Sicario’nun tüm bu arka planının dışında yarattığı atmosfer ve ilk saniyeden son ana kadar düşmeyen gerilim duygusu için de yönetmen Villeneuve’ü alkışlamak gerekiyor. Bunda filmin tamamına sirayet eden müthiş notaların da payı büyük. Yönetmen bu müzik yardımıyla filmin duygusunu çok iyi kontrol ediyor ve gerilimin düşmesine engel oluyor. Sicario, devlet politikalarından hareketle üretilen senaryosuna rağmen, karakterlerin giderek kişisel hesaplaşmalarına dönüşerek aslında bambaşka bir şeyi anlatmaya çalışıyor.
İdealist ama bir o kadar da çaresiz ve korkak ajan Kate’in karakteri Amerika’nın olması gereken halini, vitrinini temsil ederken, CIA ajanı Matt ABD’nin karanlık ve düzen getiren yanını, Benicio Del Toro’nun canlandırdığı Alejandro ise Latin Amerika’nın acımasızlığını tasvir ediyor. Başka bir deyişle, Güney Amerika’nın ana damarını oluşturan uyuşturucu ticaretinin sacayaklarını temsil ediyorlar.
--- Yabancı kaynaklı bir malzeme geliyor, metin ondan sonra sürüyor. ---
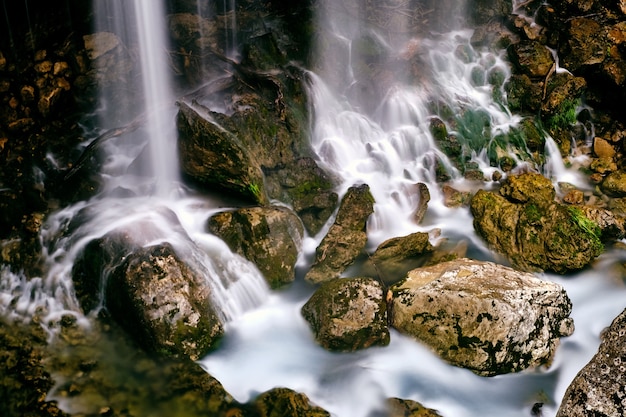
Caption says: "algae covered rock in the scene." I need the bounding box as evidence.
[390,258,574,376]
[208,206,303,288]
[557,307,626,417]
[301,277,389,352]
[176,101,268,204]
[470,173,604,273]
[106,243,224,360]
[386,397,443,417]
[304,184,375,284]
[254,387,330,417]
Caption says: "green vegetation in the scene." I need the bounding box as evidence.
[566,206,604,254]
[546,98,580,131]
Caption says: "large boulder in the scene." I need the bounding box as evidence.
[301,277,389,352]
[304,184,375,284]
[207,206,304,288]
[557,308,626,416]
[105,242,224,360]
[176,101,268,204]
[390,258,574,376]
[470,173,604,273]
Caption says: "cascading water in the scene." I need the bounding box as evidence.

Sicario’da, Emily Blunt ve Josh Brolin’in performansları etkileyici düzeyde olsa da, Benicio Del Toro’nun önüne geçemediklerini de altını çizmeliyim.
Özetle Sicario, Denis Villeneuve’ün sinemasında ayrıksı bir yerde duran, fakat her açıdan seyircisini etkilemeyi başarabilen güçlü filmlerden. Amerika ve Latin Amerika arası karanlık ilişkiler ekseninde şekillendirdiği anlatım dili ve sinematografisiyle de büyüleyici olmayı başarıyor. Gözden kaçırmamak gerek.
İlk kez Film Arası dergisinin Ekim 2015 sayısında yayınlanmıştır.